Bristol University has sacked professor David Miller over offensive comments he made including accusing Jewish students of being “pawns of a racist regime engaged in ethnic cleansing”.
The university carried out a six-month investigation into statements made by David Miller and finally reached the conclusion on Friday that his employment would be terminated.
Miller, who taught sociology at Bristol University, has a long history of making anti-Israel comments.
In one speech, Miller said Israel was “imposing their will all over the world” and said, “the enemy we face here is Zionism and the imperial policies of the Israeli state.”
He continued: “It’s not enough to say Zionism is racism, Israel is a settler-colonial society… The aim of this is not only to say things but to end settler colonialism in Palestine, to end Zionism as a functioning ideology of the word.”
He was suspended from the UK Labour Party last year after blasting Sir Keir Starmer for “taking Zionist money.”
His comments led 100 MPs and peers to cause the professor of “inciting hatred against Jewish students” and MP Jacob Rees-Mogg described his anti-Semitic views as “deeply wicked”.
Additionally, more than 500 academics signed a letter “wholly condemning” Miller for “breaking all academic norms regarding the acceptable treatment of students”.
In a statement on its decision, Bristol University said:
“We have a duty of care to all students and the wider University community, in addition to a need to apply our own codes of conduct consistently and with integrity.
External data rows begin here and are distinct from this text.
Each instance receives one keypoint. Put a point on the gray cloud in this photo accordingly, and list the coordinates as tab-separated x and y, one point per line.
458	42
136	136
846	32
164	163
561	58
Balancing those important considerations, and after careful deliberation, a disciplinary hearing found Professor Miller did not meet the standards of behaviour we expect from our staff and the University has concluded that Professor Miller’s employment should be terminated with immediate effect.
The University regards the principle of academic freedom as fundamental and would like to reiterate that we take any risk to stifle that freedom seriously. The investigation included an independent report from a leading Queen’s Counsel who considered the important issue of academic freedom of expression and found that Professor Miller’s comments did not constitute unlawful speech.
We recognise that these matters have caused deep concern for people on all sides of the debate, and that members of our community hold very different views from one another.
Given the degree of public interest in this matter we hope our community will appreciate the care and attention with which the University must approach it. We cannot provide any further update on this process; in line with ACAS guidance, such internal processes should remain confidential. Professor Miller has a right of internal appeal which he may choose to exercise and nothing in this statement should be taken to prejudge that prospective process. On that basis, the University does not intend to make any further public comment at this time.
The University remains committed to fostering a positive working and learning environment that enriches lives and where the essential principles of academic freedom are preserved.”
Following the decision, a number of Jewish organisations reacted to the news.
The Union of Jewish Students and Bristol Jewish Society said: “We are delighted to see a decision has finally been made. It has been over two years since UJS, CST and the Jewish community raised their heads and their voices in protest at the harassment, targeting and vicious diatribe shared by Professor Miller with his students. This announcement concludes months and years of tireless campaigns and actions to try and get the university to listen.”
Board of Deputies president Marie van der Zyl said: “The university made the correct – albeit long overdue – decision in announcing the termination of David Miller’s employment. This sends a clear message to any academics who use their positions at respectable institutions in order to spread conspiracy theories and make Jewish students feel unsafe. Free speech should not include hate speech. We commend the efforts of UJS and Bristol JSoc in standing up for Jewish students.”
The All-Party Parliamentary Group on Antisemitism, consisting of MPs from different political parties, said the decision should be “welcomed by all decent people.”
However, it said that it would discuss with the leading university “how it will now make amends for its overly long and secretive process” and what steps were being taken to ensure Jewish students felt safe on campus.